There are two types of solenoids: one cylindrical, one spherical. Let's assume the dimensions of the cylindrical solenoid are set such that its base radius is that of spherical solenoid $a$, and the length $2a$, i.e. the sphere can be inscribed within the cylinder.

Both solenoids have tightly wound, N turns of wires. Then if we calculate the magnetic field in the middle of the two solenoids, then

Cylindrical: $ \mathbf{B} = \frac{\mu_{0}NI}{2a}\mathbf{\hat{z}}$

Spherical: $ \mathbf{B} = \frac{\mu_{0}NI}{3a}\mathbf{\hat{z}}$

So the magnetic field of the spherical solenoid is two-thirds of a cylindrical one.

If we compare the two volumes then

Cylindrical: $\pi a^2 * 2a = 2\pi a^3$

Spherical: $ \frac{4}{3}\pi a^3$

And spherical volume is two-thirds of a cylindrical one.

Is this just coincidence?


I found this to be an interesting question, a solenoid when supplied with a current is a form of electromagnet, and your question led me to consider a rectangular electromagnet as a counter example.

I think, if my calculations are valid, that this result is just a coincidence.

At any rate, my logic:

Define the $x$ axis to be along the principle axis of the solenoid.


Using the Biot-Savart Law, we can calculate the magnetic field on axis for a current loop:

$$ d\textbf{B} = \frac{\mu_{0}I}{4\pi|\textbf{r-r'}|^{3}}d\textbf{l}\times(\textbf{r-r'}) $$

We can ignore the contributions in the $y$ and $z$ directions, as they will cancel out around the loop.

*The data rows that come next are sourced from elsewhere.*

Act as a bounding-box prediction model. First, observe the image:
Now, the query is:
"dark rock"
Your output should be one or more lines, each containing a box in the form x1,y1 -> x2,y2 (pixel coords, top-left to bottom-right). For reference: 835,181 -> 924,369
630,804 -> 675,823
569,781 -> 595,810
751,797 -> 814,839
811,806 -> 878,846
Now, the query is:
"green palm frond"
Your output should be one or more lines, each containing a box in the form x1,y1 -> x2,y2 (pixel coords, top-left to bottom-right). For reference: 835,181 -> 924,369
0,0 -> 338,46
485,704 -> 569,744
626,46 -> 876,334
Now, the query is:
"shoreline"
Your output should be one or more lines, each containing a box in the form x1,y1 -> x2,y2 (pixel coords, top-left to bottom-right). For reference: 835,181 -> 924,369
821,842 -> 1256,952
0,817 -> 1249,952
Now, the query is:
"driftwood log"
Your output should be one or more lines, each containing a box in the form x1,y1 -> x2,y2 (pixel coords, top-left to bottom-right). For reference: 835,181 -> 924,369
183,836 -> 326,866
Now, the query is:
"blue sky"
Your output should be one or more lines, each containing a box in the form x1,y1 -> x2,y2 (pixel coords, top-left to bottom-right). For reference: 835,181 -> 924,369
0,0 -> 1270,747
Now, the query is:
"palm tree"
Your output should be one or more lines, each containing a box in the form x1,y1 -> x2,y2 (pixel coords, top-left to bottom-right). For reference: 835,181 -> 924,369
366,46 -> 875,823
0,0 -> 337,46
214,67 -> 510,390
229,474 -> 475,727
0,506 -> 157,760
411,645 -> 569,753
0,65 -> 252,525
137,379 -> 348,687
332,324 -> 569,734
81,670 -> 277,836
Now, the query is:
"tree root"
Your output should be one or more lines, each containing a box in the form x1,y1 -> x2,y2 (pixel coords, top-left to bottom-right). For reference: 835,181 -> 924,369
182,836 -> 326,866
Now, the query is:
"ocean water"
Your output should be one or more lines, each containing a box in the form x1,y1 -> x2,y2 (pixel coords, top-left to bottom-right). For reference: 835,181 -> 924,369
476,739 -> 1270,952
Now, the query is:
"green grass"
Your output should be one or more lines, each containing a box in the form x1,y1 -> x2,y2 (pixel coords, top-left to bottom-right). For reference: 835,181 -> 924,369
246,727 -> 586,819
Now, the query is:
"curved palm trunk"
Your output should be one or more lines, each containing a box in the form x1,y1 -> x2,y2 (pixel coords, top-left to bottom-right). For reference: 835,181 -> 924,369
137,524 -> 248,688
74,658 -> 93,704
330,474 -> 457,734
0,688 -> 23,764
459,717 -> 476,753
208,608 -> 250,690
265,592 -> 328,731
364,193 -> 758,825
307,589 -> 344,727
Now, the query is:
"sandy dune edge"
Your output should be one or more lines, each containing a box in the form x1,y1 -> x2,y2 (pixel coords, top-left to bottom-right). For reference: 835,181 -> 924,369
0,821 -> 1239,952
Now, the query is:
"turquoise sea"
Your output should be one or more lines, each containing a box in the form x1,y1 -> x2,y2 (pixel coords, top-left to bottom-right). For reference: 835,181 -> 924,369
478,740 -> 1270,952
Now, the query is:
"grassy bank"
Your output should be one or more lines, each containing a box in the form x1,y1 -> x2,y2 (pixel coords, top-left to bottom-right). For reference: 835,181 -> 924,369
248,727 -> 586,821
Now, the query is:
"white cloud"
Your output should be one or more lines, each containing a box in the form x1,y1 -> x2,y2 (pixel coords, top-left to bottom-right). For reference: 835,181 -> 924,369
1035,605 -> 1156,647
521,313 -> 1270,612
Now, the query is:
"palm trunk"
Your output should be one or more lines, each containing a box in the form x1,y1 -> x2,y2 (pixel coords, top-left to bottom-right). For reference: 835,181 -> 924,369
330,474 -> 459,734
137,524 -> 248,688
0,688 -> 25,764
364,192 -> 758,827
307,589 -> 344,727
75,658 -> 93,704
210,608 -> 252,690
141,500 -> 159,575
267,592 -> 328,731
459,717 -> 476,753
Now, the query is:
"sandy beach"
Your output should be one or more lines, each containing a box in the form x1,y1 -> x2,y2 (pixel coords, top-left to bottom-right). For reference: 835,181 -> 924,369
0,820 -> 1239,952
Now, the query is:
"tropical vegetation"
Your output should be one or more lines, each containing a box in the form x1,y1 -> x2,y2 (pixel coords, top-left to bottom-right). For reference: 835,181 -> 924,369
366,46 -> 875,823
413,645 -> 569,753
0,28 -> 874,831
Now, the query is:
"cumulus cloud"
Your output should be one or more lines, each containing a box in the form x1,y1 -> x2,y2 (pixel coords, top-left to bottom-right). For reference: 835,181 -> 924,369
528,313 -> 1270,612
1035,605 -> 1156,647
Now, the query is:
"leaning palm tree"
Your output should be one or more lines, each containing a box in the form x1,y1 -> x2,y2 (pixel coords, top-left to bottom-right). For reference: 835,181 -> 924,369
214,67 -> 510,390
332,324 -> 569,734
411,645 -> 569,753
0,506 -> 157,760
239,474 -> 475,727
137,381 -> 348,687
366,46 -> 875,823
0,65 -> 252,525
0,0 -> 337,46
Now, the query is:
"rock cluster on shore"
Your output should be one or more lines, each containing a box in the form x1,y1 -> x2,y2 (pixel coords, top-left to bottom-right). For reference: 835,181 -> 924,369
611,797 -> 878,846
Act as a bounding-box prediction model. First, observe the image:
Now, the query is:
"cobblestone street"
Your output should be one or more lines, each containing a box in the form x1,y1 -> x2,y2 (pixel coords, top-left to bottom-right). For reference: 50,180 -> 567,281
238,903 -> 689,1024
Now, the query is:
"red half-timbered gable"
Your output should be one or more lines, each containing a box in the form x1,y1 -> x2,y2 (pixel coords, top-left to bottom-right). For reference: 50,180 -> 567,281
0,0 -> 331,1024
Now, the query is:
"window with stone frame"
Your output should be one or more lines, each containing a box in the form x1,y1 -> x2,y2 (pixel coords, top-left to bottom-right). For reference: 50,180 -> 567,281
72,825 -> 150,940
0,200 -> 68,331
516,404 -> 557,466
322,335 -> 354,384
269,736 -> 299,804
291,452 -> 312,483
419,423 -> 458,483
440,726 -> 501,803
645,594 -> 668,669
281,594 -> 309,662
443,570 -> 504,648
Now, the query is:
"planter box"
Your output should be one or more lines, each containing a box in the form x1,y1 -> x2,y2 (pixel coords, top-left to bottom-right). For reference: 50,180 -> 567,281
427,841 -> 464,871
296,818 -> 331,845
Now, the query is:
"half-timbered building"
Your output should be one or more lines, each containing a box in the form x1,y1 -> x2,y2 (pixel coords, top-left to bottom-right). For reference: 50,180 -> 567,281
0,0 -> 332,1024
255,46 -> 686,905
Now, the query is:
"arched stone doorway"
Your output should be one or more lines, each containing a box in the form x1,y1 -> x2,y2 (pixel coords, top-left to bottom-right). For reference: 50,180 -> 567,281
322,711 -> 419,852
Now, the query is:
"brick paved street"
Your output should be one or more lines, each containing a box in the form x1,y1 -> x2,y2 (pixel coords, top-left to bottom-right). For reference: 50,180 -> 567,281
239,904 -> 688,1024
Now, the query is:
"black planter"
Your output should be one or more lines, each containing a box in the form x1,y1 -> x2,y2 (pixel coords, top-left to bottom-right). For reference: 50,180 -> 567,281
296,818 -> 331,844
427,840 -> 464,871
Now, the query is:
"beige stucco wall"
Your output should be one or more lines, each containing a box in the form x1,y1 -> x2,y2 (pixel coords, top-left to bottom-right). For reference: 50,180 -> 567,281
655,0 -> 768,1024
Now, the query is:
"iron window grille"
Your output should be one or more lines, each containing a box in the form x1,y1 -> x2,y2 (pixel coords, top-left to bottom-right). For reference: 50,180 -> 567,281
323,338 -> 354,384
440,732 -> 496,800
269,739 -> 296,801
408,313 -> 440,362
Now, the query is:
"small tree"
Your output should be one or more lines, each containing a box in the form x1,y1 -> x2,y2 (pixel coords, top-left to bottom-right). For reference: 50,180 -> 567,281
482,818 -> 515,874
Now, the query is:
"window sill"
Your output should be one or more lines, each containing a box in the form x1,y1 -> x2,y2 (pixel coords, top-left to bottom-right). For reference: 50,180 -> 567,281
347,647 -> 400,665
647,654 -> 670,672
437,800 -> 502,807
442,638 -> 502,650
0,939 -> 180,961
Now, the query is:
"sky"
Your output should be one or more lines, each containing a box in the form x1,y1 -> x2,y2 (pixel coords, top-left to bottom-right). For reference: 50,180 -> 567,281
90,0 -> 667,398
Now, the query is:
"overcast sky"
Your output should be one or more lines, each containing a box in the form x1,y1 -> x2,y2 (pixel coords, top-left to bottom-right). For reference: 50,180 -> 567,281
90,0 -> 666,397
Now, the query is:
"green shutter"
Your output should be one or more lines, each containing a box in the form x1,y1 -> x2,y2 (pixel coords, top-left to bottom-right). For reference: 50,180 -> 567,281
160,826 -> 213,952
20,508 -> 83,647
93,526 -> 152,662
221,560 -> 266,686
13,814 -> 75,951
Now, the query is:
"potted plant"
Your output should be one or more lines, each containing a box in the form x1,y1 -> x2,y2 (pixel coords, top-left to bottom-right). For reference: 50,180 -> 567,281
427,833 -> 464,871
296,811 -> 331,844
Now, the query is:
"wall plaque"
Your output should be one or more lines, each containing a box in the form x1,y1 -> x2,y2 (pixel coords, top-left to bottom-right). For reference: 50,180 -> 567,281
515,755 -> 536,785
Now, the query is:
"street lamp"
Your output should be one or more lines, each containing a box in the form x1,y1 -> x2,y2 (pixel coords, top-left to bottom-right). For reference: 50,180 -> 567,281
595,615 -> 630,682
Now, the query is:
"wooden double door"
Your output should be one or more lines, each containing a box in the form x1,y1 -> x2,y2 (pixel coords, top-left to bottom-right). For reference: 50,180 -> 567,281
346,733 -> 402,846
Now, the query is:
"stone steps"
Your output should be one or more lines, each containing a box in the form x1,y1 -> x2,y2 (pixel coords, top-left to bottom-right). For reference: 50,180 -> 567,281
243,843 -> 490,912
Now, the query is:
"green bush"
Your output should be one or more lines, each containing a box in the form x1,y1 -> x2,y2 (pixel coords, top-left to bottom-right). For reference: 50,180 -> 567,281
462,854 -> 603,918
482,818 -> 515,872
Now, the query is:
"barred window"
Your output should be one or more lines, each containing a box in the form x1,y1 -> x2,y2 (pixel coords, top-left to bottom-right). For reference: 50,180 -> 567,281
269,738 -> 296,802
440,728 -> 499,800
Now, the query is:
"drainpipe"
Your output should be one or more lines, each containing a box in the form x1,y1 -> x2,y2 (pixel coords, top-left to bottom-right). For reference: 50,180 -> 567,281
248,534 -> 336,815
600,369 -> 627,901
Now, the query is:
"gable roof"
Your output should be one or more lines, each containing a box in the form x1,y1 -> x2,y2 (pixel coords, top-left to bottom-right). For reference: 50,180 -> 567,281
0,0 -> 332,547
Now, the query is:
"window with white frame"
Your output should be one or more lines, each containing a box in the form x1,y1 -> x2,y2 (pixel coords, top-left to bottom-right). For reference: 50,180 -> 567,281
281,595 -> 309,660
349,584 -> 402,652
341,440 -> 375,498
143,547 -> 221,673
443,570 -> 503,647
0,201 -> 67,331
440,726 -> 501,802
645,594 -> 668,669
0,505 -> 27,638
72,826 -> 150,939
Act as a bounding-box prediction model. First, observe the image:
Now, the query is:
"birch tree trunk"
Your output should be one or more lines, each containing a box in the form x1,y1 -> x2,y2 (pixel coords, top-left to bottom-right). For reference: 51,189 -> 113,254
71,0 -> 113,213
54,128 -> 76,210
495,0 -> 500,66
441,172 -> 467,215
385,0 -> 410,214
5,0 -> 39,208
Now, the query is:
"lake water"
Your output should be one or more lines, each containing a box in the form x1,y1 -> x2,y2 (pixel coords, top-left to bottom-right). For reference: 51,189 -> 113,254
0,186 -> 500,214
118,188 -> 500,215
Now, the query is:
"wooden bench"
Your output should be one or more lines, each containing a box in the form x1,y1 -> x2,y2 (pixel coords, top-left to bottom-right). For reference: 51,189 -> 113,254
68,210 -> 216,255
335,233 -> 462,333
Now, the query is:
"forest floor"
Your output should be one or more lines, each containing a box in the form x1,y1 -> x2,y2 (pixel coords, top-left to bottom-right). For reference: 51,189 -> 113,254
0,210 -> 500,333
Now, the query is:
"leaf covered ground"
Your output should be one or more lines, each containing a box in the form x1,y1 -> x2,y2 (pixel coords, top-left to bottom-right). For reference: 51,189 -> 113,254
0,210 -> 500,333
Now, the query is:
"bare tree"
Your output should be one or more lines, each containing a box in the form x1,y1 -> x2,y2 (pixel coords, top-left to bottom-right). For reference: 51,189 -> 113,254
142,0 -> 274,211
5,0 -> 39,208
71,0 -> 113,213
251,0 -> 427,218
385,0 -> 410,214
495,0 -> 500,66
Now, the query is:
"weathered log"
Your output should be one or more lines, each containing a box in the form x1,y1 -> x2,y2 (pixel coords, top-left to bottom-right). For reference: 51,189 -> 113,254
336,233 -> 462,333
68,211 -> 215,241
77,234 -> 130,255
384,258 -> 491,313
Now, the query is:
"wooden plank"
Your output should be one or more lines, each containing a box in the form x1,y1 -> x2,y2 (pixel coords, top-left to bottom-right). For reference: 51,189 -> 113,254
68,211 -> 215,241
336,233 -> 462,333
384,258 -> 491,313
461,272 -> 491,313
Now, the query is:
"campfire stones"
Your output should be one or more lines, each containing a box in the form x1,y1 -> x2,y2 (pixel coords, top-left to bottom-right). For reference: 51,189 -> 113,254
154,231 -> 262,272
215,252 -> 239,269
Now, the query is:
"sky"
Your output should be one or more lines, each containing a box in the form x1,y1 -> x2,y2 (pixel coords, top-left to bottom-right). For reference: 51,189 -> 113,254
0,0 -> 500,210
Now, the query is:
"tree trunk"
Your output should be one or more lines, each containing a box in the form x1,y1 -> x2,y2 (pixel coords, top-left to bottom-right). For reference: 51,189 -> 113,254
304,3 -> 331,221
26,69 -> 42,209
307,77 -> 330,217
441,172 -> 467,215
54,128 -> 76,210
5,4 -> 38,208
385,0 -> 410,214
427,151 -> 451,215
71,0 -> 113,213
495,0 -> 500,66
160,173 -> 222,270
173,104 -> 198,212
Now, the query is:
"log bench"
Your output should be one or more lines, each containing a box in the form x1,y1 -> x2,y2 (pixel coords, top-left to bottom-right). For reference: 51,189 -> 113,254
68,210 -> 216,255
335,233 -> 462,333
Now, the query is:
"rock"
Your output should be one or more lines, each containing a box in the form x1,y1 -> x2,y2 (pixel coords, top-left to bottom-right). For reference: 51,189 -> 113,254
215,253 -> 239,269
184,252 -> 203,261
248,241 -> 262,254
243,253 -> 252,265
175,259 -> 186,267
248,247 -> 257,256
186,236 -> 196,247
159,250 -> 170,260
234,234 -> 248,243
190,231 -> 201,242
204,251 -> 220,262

Integrating around the loop:

Let $\textbf{r-r'} = \textbf{R}$ $$ B_{x} = \int_{0}^{2\pi}{ \frac{\mu_{0}I}{4\pi|\textbf{R}|^{2}}}asin\theta d\theta = \frac{\mu_{0}Iasin\theta}{2|\textbf{R}|^{2}} $$

where $\theta$ is the angle between the $x$ axis and $\textbf{R}$.

Now we consider the cyinder, which we think of as an infinite number of current loops, each with current $Indx$, where n is the density of current turns, $\frac{N}{2a}$. Integrating this from one end of the finite cylinder to the other, changing the integral to be in terms of $\theta$ for convenience:

$$ B_{x} = \int_{-a}^{a}{\frac{\mu_{0}Inasin\theta}{2R^{2}}dx} $$

$R = \frac{a}{sin\theta}$, $x = -Rcos\theta$ => $dx=\frac{R^{2}}{a}d\theta$

$$ B_{x} = \int_{0}^{\pi}{\frac{\mu_{0}Insin\theta}{2}d\theta} = \mu_{0}In = \frac{\mu_{0}IN}{2a} $$

This corresponds to your first result, as the field is along the x axis.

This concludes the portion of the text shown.